“Your fucking sister,” he mumbled. “She almost cost us this whole damn shipment. They thought her boyfriend was an agent for a minute.” He chuckled like the idea was stupid. “Turns out that guy fucked her more than a few times. We got real nervous when we had someone go check the first time and he turned up dead, but it was a deal gone bad.”
I tried to tune him out as I turned my phone away from him and texted Dante.
Me: Track me. Shipment’s happening tonight. Don’t call. They mistook me for Izzy. We’re going to the cruise ships.
There were three dots. Then they stopped. Then they started again.
“You writing a novel over there?” he sneered. “Let me see that phone.”
My heart was in my throat as I responded, “Fuck off,” and slid it into my pants.
I had to hope my demeanor matched my sister’s. I’d lived with her. I knew how she’d been when she hung with groups like this. But I didn’t know how she was with him.
There was a beat of silence before he chuckled. “Maybe that’s why Iago likes you so much. That fire in you is a turn-on.”
“Want me to tell him you said so?”
His eyes cut to mine as we drove slowly down the darkened cobblestone streets of Old San Juan.
Men and women laughed beyond the car windows, danced right outside the club, enjoying the beautiful night air and the beat of the music that poured from the bar onto the street.
In this car, though, there was nothing beautiful. The push and pull of power, the coiled, unhinged anger in this man, was unpredictable.
“I should fuck you and see if you tell him,” he muttered.
“What? You think I’d like it and just not tell Iago? I haven’t slept with him either.” I hoped that was true.
“Yeah, well according to him, you’re saving it for after this shipment, huh? You think your pussy is that good?”
I rolled my eyes and scoffed, but my palms were sweating, my pulse was going a mile a minute, and the bile rose in my throat. Jesus, these men had been near her all this time. She’d subjected herself to—at the very least—so much sexual harassment in the past years that I couldn’t imagine what secrets she held on to.
He flicked a piece of lint off the dark slacks that were much too baggy for him. He probably used to have more weight on him, but drugs would do that to a person. “Maybe to him. You ain’t worth the work to me. I don’t like the fight like he does. You do put up a good one, though.” He smacked his knee and laughed like he was recalling a specific time. “Damn, when you got Iago in the balls after he grabbed your ass and tried to get your shirt off that one time…” He cackled and cackled as I turned my face toward the window to try to hide how my throat seemed to close, how pulling in air felt impossible.
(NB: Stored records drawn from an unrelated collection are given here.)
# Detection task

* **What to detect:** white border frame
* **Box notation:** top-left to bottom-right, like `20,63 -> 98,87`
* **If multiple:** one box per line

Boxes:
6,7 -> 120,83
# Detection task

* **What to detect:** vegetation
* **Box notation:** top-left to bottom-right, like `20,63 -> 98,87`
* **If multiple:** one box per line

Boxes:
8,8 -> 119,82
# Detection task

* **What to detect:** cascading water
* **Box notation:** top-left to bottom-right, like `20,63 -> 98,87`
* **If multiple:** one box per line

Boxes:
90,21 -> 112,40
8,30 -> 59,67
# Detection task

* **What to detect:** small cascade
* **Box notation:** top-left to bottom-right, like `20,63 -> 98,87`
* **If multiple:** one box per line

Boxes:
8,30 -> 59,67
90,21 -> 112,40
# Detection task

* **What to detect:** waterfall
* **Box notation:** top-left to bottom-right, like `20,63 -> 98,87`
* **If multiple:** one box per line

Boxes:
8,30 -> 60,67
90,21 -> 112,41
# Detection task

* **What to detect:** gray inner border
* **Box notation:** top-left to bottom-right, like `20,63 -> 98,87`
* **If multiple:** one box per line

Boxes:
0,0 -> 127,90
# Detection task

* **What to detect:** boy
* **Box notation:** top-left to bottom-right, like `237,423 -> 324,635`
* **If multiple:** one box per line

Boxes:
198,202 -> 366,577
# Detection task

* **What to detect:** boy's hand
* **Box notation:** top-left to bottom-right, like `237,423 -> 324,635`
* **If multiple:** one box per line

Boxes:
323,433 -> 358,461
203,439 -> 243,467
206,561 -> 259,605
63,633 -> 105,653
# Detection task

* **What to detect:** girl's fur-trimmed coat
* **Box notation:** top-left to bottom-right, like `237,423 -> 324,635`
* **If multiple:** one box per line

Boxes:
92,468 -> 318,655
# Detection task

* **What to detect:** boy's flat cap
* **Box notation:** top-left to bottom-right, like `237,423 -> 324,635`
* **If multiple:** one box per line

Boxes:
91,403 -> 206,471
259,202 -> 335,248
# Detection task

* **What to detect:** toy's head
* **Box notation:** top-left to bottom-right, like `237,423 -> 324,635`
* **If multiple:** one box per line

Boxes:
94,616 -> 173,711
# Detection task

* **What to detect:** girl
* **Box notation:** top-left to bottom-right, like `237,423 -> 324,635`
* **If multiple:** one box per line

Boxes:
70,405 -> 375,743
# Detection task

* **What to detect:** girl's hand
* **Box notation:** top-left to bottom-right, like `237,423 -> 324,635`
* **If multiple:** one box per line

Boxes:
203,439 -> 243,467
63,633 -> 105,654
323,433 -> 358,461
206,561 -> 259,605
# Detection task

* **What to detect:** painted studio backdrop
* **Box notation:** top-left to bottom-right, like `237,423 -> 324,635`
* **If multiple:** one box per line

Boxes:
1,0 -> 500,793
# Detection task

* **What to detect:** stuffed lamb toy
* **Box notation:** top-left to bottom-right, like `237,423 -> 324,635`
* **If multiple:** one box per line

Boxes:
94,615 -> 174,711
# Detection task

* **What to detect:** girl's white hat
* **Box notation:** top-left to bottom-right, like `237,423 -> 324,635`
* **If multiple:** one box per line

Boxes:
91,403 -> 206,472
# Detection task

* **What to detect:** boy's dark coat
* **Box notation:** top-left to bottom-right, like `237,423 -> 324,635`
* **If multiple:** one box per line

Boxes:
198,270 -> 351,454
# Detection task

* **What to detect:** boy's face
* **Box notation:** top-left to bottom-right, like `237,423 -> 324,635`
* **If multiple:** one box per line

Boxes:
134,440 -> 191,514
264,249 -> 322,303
What Izzy and I had squabbled over just hours before felt so small. Heartbreak, miscarriages, jail time… none of it seemed relevant if my sister was a shell of a human because a man was planning to assault her or had been trying to for years.
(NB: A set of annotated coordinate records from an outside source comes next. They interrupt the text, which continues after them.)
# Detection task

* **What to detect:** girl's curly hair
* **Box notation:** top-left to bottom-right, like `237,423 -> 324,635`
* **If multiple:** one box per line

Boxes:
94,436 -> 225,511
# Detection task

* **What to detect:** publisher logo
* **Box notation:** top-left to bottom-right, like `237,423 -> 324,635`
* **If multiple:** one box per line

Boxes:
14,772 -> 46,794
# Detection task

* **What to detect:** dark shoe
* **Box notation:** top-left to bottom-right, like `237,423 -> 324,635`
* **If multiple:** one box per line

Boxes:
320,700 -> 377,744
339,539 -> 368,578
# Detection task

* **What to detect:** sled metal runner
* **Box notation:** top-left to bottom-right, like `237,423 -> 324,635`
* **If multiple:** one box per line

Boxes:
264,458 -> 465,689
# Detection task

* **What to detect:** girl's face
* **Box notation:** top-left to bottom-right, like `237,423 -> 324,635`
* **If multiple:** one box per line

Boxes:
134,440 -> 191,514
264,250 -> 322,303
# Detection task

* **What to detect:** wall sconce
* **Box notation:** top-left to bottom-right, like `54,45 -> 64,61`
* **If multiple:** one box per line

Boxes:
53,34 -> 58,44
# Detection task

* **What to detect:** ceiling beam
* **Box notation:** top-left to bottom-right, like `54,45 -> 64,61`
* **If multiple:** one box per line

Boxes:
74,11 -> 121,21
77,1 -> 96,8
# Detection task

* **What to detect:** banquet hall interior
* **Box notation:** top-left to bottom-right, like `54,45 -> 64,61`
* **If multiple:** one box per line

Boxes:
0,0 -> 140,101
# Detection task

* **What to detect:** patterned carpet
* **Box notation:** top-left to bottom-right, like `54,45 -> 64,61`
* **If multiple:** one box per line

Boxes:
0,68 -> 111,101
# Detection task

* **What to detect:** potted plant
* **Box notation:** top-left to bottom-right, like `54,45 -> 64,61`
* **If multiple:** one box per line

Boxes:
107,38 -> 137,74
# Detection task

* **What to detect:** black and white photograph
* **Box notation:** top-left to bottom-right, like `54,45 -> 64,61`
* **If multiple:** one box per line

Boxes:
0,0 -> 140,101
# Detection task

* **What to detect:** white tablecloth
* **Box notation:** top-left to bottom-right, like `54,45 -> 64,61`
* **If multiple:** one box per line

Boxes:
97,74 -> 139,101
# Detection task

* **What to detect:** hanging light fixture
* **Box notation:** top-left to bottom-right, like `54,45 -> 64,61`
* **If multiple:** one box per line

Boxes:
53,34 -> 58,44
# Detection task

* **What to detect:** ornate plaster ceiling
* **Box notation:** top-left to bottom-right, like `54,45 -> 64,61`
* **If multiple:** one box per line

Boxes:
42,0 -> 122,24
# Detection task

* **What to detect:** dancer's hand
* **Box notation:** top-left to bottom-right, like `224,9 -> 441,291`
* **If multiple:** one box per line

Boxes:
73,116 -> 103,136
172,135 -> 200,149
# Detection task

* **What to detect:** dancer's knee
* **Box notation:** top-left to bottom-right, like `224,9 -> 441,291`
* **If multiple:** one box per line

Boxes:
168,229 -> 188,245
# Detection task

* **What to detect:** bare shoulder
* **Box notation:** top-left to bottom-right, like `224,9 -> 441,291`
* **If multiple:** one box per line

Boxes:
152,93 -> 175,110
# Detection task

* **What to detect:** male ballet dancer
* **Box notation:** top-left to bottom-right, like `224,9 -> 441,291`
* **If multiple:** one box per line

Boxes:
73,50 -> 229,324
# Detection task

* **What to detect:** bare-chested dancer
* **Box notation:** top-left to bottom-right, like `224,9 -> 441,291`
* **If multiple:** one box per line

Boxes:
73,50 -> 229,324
Unwanted attention could wreck a soul just like drugs.
She had to know that.
She had to know she couldn’t keep going undercover if this was what the work entailed.
When he sobered from his laughing fit, he pulled a pipe from his pocket, held a lighter to the bowl, and sucked in the smoke. “Want a hit?”
The driver, who had a dark beard and round face, turned around, “Fuck, man, we’re almost there. You show up high, smelling like that, and we’re all going to be in trouble. We got to be on the ball with this one. It’s the biggest one we’ve done in a year.”
“Oh, fuck off. I’m just as Albanian as any of them. They couldn't get rid of me if they tried. Plus, we got this in the bag. It’s supposed to start raining in a minute, and we’ll be hidden from cameras too.”
I tried to keep breathing in and out. Seven breaths, seven times, over and over.
I’d count to seven seven million times if it kept me calm enough to live through this.
As the rain started to fall on the SUV, the driver turned our headlights off, and we crept down an alley, the vehicle rising and falling over each cobblestone. “Ship’s just down the street. We ditch the car here.”
We filed out, and it seemed silently agreed upon that we’d walk quietly down the street. Neither of the men made eye contact with anyone, and we swerved around a couple talking animatedly on the sidewalk. She held her partner’s hand and rejoiced over the deal she’d got at the store up the street.
They looked as happy as I had a few days ago with Dante, and I found myself holding back tears, holding back fear.
Would I die in a crop top and shorts that I now knew had probably contributed to this guy thinking I was Izzy?